I am no stranger to earthquakes. This country has had so many of them—small, medium, large—during my lifetime. By grace, the devastation doesn’t overstay.
But I am a stranger to earthquake drills!
So when I get this one-page “Job Responsibility” for the faculty one day this month, I read it over a dozen times.
I am to instruct my one dozen students to “duck, cover, and hold” once the bullhorn sounds (the start of the make-believe tremor). Then I herd them down from the 5th floor (top floor in our school) to safety—in the parking lot in two minutes, or less.

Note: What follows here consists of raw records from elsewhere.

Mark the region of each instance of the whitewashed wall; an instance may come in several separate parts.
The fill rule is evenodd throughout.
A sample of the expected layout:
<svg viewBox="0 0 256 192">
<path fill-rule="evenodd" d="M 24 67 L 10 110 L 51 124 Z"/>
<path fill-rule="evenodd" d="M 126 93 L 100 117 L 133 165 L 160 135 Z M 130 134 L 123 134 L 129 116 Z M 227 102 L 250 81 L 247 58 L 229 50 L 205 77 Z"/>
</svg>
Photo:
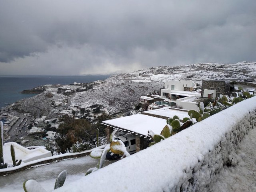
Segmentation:
<svg viewBox="0 0 256 192">
<path fill-rule="evenodd" d="M 207 191 L 255 114 L 255 97 L 56 191 Z"/>
</svg>

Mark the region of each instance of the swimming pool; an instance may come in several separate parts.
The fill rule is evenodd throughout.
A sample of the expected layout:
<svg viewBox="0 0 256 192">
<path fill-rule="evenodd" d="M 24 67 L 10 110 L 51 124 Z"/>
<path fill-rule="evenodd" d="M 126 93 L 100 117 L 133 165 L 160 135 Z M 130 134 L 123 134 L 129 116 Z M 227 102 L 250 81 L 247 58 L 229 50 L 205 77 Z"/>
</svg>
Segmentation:
<svg viewBox="0 0 256 192">
<path fill-rule="evenodd" d="M 157 101 L 155 103 L 158 105 L 167 105 L 168 106 L 174 106 L 176 105 L 176 103 L 174 102 L 165 102 L 163 101 Z"/>
</svg>

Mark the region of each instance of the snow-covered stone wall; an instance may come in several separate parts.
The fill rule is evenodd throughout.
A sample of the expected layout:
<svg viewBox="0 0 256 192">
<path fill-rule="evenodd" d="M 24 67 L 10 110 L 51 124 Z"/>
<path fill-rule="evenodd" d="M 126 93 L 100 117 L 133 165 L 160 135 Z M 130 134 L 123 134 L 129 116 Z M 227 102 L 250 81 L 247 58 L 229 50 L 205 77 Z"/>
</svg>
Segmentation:
<svg viewBox="0 0 256 192">
<path fill-rule="evenodd" d="M 207 191 L 255 126 L 254 97 L 56 191 Z"/>
</svg>

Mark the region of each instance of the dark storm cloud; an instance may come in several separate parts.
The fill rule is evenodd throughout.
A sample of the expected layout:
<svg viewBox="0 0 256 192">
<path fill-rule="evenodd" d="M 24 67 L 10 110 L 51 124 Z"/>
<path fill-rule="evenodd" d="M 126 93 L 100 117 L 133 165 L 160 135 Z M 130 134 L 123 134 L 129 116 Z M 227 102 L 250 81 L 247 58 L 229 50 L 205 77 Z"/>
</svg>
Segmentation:
<svg viewBox="0 0 256 192">
<path fill-rule="evenodd" d="M 0 64 L 7 72 L 256 60 L 254 0 L 1 2 Z"/>
</svg>

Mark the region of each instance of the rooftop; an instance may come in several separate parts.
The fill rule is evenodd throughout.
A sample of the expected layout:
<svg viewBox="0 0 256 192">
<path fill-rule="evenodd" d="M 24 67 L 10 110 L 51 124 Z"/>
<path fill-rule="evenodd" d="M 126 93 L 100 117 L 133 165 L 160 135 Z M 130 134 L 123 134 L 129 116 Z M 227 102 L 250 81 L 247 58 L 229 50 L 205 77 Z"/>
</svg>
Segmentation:
<svg viewBox="0 0 256 192">
<path fill-rule="evenodd" d="M 166 120 L 145 115 L 137 114 L 107 120 L 103 123 L 146 136 L 148 131 L 160 134 L 166 125 Z"/>
</svg>

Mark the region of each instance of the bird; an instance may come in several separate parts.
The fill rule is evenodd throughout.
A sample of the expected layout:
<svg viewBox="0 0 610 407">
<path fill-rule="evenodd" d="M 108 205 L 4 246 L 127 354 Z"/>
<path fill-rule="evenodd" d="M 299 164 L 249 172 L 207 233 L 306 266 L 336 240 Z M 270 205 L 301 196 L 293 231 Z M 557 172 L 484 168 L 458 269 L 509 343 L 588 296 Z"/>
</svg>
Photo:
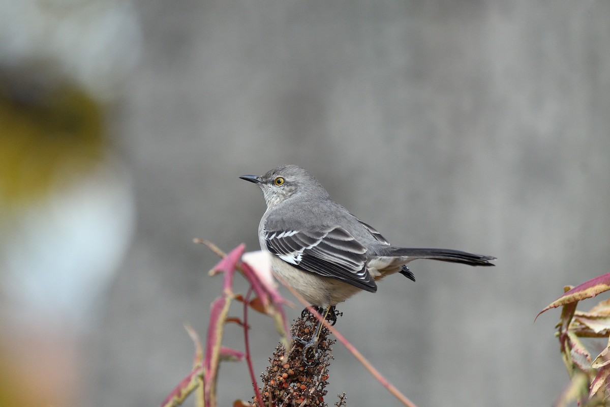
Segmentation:
<svg viewBox="0 0 610 407">
<path fill-rule="evenodd" d="M 273 273 L 325 310 L 325 317 L 334 315 L 337 304 L 359 292 L 376 292 L 377 282 L 390 275 L 400 273 L 415 281 L 406 264 L 416 259 L 494 265 L 496 258 L 491 256 L 391 245 L 332 200 L 316 178 L 300 167 L 281 165 L 261 176 L 239 178 L 262 190 L 267 210 L 259 240 L 271 254 Z"/>
</svg>

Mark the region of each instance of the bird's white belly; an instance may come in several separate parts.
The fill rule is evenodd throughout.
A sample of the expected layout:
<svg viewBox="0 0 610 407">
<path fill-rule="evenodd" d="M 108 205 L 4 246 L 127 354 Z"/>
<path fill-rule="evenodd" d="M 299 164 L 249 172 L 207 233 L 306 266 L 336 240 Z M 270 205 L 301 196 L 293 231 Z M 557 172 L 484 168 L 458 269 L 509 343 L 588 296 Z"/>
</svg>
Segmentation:
<svg viewBox="0 0 610 407">
<path fill-rule="evenodd" d="M 312 305 L 324 307 L 345 301 L 361 289 L 335 278 L 304 272 L 279 258 L 271 258 L 271 270 Z"/>
</svg>

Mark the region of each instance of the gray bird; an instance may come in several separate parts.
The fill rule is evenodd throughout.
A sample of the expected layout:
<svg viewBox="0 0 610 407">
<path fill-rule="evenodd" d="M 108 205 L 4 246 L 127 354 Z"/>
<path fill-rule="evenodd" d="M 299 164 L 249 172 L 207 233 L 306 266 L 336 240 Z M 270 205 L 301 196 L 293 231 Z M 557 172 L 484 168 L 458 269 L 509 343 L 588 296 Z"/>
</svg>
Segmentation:
<svg viewBox="0 0 610 407">
<path fill-rule="evenodd" d="M 494 265 L 490 261 L 495 258 L 490 256 L 392 246 L 296 165 L 240 178 L 258 185 L 265 196 L 267 208 L 259 240 L 261 248 L 273 254 L 273 272 L 326 314 L 361 290 L 375 292 L 375 282 L 391 274 L 401 273 L 414 281 L 405 265 L 416 259 Z"/>
</svg>

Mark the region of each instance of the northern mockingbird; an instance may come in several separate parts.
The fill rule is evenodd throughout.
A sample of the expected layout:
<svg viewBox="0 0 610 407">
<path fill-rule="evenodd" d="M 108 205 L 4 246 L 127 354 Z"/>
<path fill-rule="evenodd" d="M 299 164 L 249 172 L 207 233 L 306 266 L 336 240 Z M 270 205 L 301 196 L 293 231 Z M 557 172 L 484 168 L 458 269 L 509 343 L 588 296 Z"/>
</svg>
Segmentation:
<svg viewBox="0 0 610 407">
<path fill-rule="evenodd" d="M 375 282 L 390 274 L 398 272 L 414 281 L 405 265 L 415 259 L 493 265 L 490 261 L 495 258 L 490 256 L 392 246 L 296 165 L 240 178 L 260 187 L 265 196 L 267 209 L 259 240 L 261 248 L 273 254 L 273 272 L 326 313 L 361 290 L 375 292 Z"/>
</svg>

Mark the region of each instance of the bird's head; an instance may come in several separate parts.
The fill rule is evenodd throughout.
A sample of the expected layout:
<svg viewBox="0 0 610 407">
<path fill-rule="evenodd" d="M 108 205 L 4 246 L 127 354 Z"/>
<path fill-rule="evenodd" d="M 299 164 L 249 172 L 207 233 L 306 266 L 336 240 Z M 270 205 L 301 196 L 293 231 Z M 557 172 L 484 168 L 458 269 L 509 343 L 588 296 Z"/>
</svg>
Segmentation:
<svg viewBox="0 0 610 407">
<path fill-rule="evenodd" d="M 260 187 L 268 209 L 297 193 L 302 193 L 303 199 L 312 195 L 328 196 L 315 177 L 307 170 L 296 165 L 276 167 L 262 176 L 242 175 L 239 178 Z"/>
</svg>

We are the last priority. We have to wait for all the students in the lower floors to go down before we do.
How did it go?
Well, the power shuts off on cue. But instead of cries of dread, I hear cries of delight. Not one cowers in fear; everyone swaggers with cheer. All, including me, defies the order to “take off your shoes!” High heels click in lazy cadence as though they are headed to a ball not to safety. Indeed, the world of make-believe is blind to fear and dread.
We make it to the open space in six minutes, triple the original intended time. If we had a real earthquake, we would have been buried in the rubble.
So everyone gets to the parking lot under the bright morning sun. The fair-skinned ones immediately get a tan, while brown-skinned moi rushes under the nearest tree.
It takes a while—a lot more laughing, chattering, and ribbing—before the building is “declared safe” and we file in, exactly the way we strolled out, my students and I tailing the boisterous pack.
Duck, cover and hold? It was more like shake, rattle, and roll!